Bukan cuma gue yang berpendapat kek gini, nampaknya. Di dalam sebuah kasus ironi terbesar tahun 2018, YouTube Rewind adalah video dengan jumlah dislike terbanyak di, well, YouTube. Dan punya siapakah video tersebut? YouTube sendiri. Beneran, video dengan dislike terbanyak di YouTube adalah milik YouTube sendiri. Dislike-nya udah sebanyak 15 juta sekarang. Ngalahin Baby-nya Justin Bieber yang punya 10 juta dislikes. Lebih mantep lagi kalo dipikir-pikir, karena Baby mengumpulkan 10 juta dislikes dalam kurun waktu 8 tahun, sedangkan YouTube Rewind sukses mengumpulkan 15 juta dislikes dalam kurun waktu KURANG DARI 8 MINGGU. 

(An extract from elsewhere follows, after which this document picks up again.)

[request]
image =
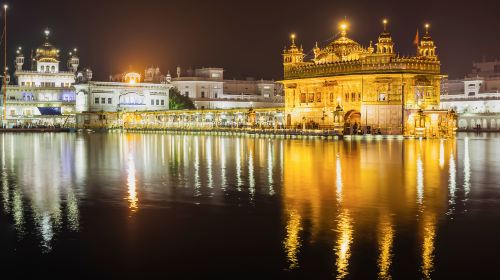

What the hell went wrong here? 

Kalo kata komenan di video tersebut, "everything". Kesemuanya. 

Kalo kata gue? 

Ya, banyak banget sih.   

Dimulai dari adegan paling pertama dari video tersebut. Jangankan adegan, melainkan shot paling pertama dari video tersebut. Eits, jangankan shot, melainkan frame paling pertama dari video tersebut. 

Will Smith. 

Now, Will Smith, gue respek sama doi. Dia adalah aktor yang bagus dan berkarisma. Jangkauan pemeranannya juga sangat luas, dari yang kocak di Men in Black sampe ke dramatis di Pursuit of Happyness sampe ke serius di Ali, harus gue akuin dia sangat berbakat. Dari segi kepribadian gue liat dia (keliatannya) seru banget. Kemanapun dia pergi, dia selalu membawa vibes positif. 

Tapi Will Smith? Di YouTube Rewind? 

Gue ngerti kalo dia teknisnya adalah seorang YouTuber. Dia punya channel YouTube, dia sering buat konten sendiri, dan dia memenuhi syarat sebagai seorang YouTuber kawakan dengan subscribers sebanyak 4,5 juta. Dengan faktor-faktor di atas, dia adalah seorang YouTuber, dan berhak dijadikan perwakilan para penghuni YouTube, kan? 

Kecuali, dia bukan seorang YouTuber. YouTuber sejati, seenggaknya.

You see, di mata gue, seorang YouTuber adalah seorang content creator yang terkenal DARI YouTube. Dia punya channel YouTube, dia sering bikin konten YouTube sendiri, dan dia punya jumlah subscriber mumpuni, dan dia menjadi terkenal SETELAH dia memenuhi syarat-syarat yang tadi gue sebutin. Bukan SEBELOMNYA.  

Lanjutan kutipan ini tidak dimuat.